There's an old joke
that farmers used to tell each other. There are several variants, but this is
the one I know best.
A group of farmers
are at the market, selling watermelons. The first farmer approaches the second
and says, "Nice watermelons you have there… but you should see mine!"
So they walk over to his area at the market and, sure enough, his watermelons
are all bigger. The second farmer stands admiring them when a third farmer
approaches, and again says, "Nice watermelons; but mine are bigger."
They all walk over to the third farmer's platform to admire his, still larger,
watermelons. At last they all turn to a fourth farmer. With a smirk, they
notice that his produce is all a little bit smaller than theirs. "Nice
watermelons," they all say to him, exchanging knowing glances.
"Those aren't
watermelons," the fourth farmer says, "They're peas."
I thought of this
joke recently as I was considering the question of what makes a person
successful? If you ever browse LinkedIn, or various other
"hustle-porn" websites hell-bent on training you to be a more
productive corporate cog, you've seen what the modern view of
"success" is. There are only two colors of success in today's world:
Managerial success, and success in sales. There are no other valid forms of
success.
If you spend forty
years working for the same company, and no one ever makes you a manager, most
people think you never achieved anything. You might have been a programmer who
built the entire foundation of a software company. You might have been an actuary
who developed a valuation methodology that enabled the company to make
millions. You might have been an administrator who developed policies and
procedures so efficient that the entire corporation's cost structure was twice
as efficient as any other competing firm. But if no one made you a manager, and
if you didn't sell anything to anyone, people
will think you never accomplished anything at all!
Let's return to
those farmers. My grandfather was a quite successful fruit farmer. He didn't
create a corporate farm. He wasn't a brilliant people-manager. He didn't sell
anything other than his own fruit, for market price. But he was the best at
what he did. People knew that just by looking at his fruit. His apples were
among the largest and most delicious I have ever seen. In fact, I have only
ever tasted their equal once, and that was a thousand miles away in a different
country. He could measure his success by the size of his produce, by the volume
of his yield. He could literally taste his
success, and so could the rest of us.
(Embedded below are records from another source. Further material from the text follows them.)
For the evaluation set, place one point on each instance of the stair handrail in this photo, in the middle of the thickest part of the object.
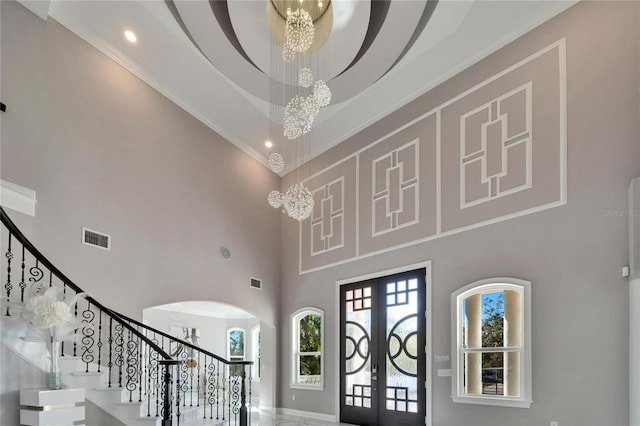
(167, 360)
(42, 259)
(182, 342)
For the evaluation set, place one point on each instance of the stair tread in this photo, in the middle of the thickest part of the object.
(86, 374)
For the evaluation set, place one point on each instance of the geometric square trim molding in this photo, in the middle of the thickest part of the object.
(494, 152)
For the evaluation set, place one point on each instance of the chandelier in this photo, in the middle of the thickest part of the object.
(302, 109)
(297, 202)
(298, 34)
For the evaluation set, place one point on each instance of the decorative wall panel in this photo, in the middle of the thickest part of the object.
(329, 234)
(397, 186)
(503, 144)
(493, 152)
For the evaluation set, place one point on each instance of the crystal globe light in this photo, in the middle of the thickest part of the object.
(298, 32)
(276, 162)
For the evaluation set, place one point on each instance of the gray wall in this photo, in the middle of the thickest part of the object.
(105, 151)
(571, 253)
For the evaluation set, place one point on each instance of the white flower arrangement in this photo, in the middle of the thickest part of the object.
(47, 312)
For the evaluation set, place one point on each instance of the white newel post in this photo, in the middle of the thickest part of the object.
(634, 302)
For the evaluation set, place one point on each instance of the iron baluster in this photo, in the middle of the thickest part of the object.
(8, 286)
(99, 344)
(198, 377)
(110, 340)
(132, 357)
(36, 275)
(22, 284)
(243, 398)
(87, 336)
(119, 350)
(140, 370)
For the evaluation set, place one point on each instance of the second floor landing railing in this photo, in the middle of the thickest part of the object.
(133, 357)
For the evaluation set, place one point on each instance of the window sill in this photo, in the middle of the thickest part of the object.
(308, 387)
(493, 401)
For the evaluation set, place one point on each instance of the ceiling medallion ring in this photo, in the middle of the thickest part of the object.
(316, 9)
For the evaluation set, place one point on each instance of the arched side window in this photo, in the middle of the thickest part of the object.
(236, 344)
(307, 335)
(255, 352)
(491, 343)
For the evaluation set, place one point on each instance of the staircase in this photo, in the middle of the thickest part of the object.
(124, 366)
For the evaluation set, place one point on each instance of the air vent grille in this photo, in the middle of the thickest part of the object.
(96, 239)
(256, 283)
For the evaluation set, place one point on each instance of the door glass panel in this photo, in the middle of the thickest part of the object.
(357, 348)
(402, 346)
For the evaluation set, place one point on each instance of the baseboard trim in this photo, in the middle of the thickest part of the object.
(309, 414)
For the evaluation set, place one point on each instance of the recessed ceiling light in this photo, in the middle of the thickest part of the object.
(130, 36)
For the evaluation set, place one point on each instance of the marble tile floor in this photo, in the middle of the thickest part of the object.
(261, 418)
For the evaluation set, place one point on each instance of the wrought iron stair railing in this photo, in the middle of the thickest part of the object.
(134, 357)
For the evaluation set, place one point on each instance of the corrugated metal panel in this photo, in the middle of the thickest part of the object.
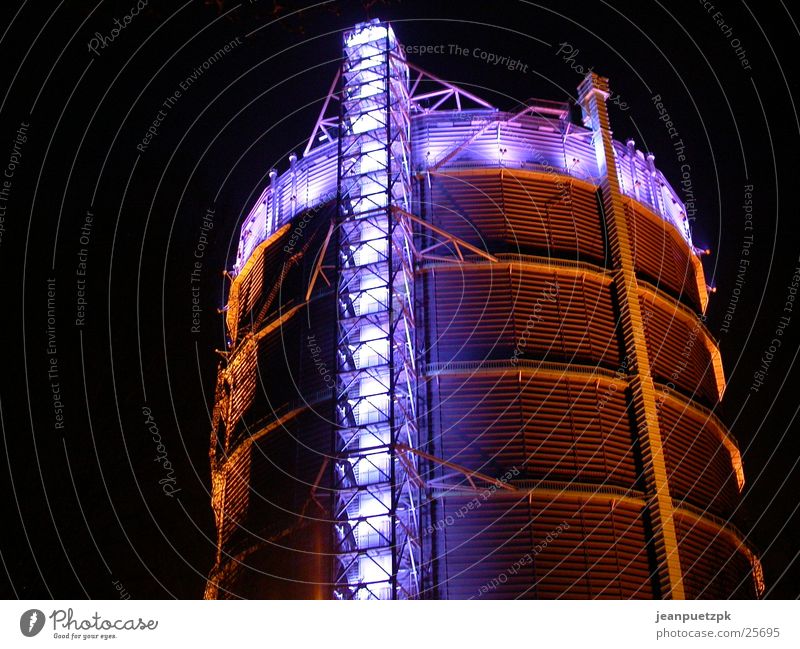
(679, 351)
(698, 464)
(509, 548)
(713, 566)
(547, 430)
(661, 255)
(510, 311)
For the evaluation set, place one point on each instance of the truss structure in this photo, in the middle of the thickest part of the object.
(375, 499)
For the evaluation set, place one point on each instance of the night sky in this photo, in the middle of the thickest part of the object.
(103, 222)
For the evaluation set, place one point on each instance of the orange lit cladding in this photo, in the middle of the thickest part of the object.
(560, 335)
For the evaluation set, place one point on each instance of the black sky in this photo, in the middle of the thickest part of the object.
(82, 504)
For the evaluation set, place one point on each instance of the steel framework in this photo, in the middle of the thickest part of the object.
(376, 537)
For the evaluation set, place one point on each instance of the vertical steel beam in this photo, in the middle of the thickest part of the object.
(375, 502)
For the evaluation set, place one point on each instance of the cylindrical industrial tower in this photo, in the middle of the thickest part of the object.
(468, 359)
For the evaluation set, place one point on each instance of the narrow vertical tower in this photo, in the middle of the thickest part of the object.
(375, 503)
(592, 95)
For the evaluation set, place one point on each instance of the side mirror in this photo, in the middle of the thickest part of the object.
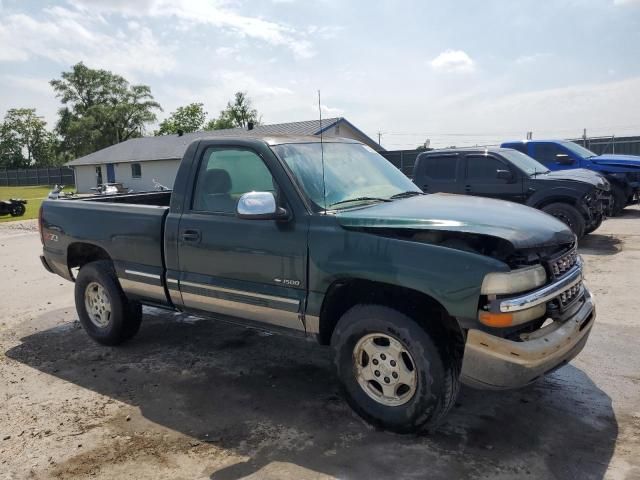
(260, 206)
(564, 159)
(504, 175)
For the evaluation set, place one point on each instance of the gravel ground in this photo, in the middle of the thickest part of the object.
(199, 399)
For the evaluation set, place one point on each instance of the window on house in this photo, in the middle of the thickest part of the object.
(136, 170)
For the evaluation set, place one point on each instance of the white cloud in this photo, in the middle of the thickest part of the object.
(533, 58)
(66, 37)
(453, 61)
(33, 84)
(204, 12)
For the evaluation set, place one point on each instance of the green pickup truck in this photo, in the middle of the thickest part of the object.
(415, 293)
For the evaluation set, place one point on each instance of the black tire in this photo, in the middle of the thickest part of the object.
(569, 215)
(619, 199)
(595, 225)
(437, 368)
(126, 316)
(17, 210)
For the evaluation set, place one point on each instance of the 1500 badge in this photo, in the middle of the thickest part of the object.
(286, 281)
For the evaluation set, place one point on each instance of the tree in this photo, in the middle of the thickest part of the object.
(187, 119)
(25, 140)
(219, 124)
(100, 109)
(241, 111)
(237, 114)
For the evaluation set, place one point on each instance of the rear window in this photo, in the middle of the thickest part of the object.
(521, 147)
(440, 167)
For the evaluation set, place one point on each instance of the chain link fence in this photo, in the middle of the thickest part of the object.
(36, 176)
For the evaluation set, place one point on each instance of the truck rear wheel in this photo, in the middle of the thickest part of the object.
(394, 372)
(595, 225)
(104, 311)
(569, 215)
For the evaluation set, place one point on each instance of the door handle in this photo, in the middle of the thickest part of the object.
(191, 235)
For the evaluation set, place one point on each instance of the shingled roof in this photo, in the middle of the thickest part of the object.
(171, 147)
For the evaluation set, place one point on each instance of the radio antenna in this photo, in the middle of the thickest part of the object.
(324, 189)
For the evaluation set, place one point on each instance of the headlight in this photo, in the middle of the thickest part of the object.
(521, 280)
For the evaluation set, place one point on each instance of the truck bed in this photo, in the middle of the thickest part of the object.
(160, 199)
(129, 228)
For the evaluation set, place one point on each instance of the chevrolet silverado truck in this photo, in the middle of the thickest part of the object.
(623, 171)
(580, 198)
(326, 239)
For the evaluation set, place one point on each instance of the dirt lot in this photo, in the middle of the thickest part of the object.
(199, 399)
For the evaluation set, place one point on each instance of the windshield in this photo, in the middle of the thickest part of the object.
(524, 162)
(578, 149)
(352, 171)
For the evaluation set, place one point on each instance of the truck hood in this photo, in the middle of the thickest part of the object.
(522, 226)
(577, 175)
(624, 161)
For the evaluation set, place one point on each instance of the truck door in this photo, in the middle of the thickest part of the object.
(252, 269)
(438, 173)
(554, 156)
(490, 176)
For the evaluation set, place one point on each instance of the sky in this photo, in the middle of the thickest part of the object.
(454, 73)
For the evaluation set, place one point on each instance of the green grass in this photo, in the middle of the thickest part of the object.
(33, 195)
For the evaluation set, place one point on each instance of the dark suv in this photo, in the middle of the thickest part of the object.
(580, 198)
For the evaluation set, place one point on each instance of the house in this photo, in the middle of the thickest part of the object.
(137, 162)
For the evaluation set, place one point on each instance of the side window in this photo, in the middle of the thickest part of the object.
(440, 167)
(546, 152)
(225, 174)
(136, 170)
(483, 169)
(521, 147)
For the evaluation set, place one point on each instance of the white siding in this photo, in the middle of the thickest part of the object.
(86, 177)
(164, 171)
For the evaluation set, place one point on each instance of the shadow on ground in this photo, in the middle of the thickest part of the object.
(275, 399)
(598, 244)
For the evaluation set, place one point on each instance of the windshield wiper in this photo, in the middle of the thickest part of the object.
(411, 193)
(360, 199)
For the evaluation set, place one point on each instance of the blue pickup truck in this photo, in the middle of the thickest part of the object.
(623, 171)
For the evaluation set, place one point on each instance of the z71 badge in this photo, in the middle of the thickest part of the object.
(288, 282)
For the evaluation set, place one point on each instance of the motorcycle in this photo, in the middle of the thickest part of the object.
(14, 207)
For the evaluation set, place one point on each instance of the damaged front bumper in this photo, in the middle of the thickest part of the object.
(498, 363)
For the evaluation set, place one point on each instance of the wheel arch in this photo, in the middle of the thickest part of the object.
(81, 253)
(346, 293)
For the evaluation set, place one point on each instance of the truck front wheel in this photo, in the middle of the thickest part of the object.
(569, 215)
(104, 311)
(394, 372)
(619, 199)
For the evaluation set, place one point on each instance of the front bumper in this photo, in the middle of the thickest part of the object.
(497, 363)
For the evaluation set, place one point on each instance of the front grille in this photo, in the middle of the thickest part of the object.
(563, 263)
(567, 297)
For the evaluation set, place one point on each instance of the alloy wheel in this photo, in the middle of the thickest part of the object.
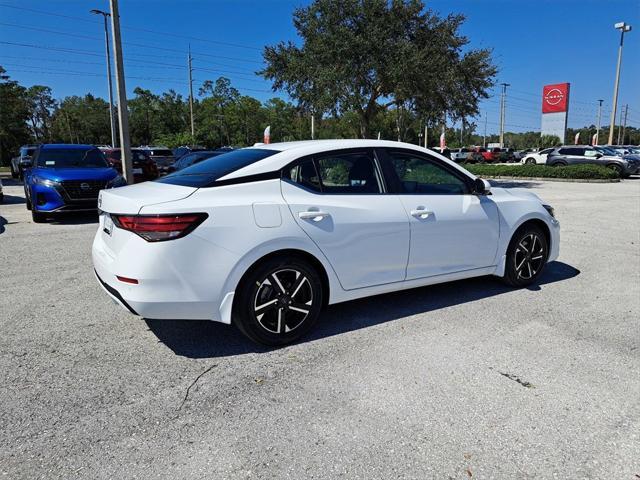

In the old days, that's what it meant to
be a successful farmer: You put food on people's table, delicious food, you
made money doing it, and you managed to acquire a little financial security
along the way.
That's it. Nobody
dismissed him for not being a manager. No one measured his capabilities as a farmer by taking stock of his ability to
sell his apples for a higher price than other farmers could sell similar
apples. He wasn't a manager. He wasn't a salesman. He was a farmer. He was a successful farmer.
But there is no
modern parallel for this kind of success. No one thinks that a programmer who
remains a programmer his whole life is successful unless
he becomes some kind of manager or salesman. And so it is for actuaries,
administrators, statisticians, nurses, and so on. These people either
"progress" to management, or to sales, or they are simply not successful.
This is bizarre.
There is more to life than being a manager or a salesperson. There is more to a
career than management and sales. Achieving great things at the ground level -
honing your craft and becoming the best at what you do, no matter what it is -
is an important measure of success.
Farmers used to measure this by the quality of their produce. But that's the
old world. The new world needs to figure this out, too.
As important as
management and sales are to any organization, they aren't "real
work." That is, if your business is printing books, you can't manage a book into existence. If your business
is software, you can't write code with sales.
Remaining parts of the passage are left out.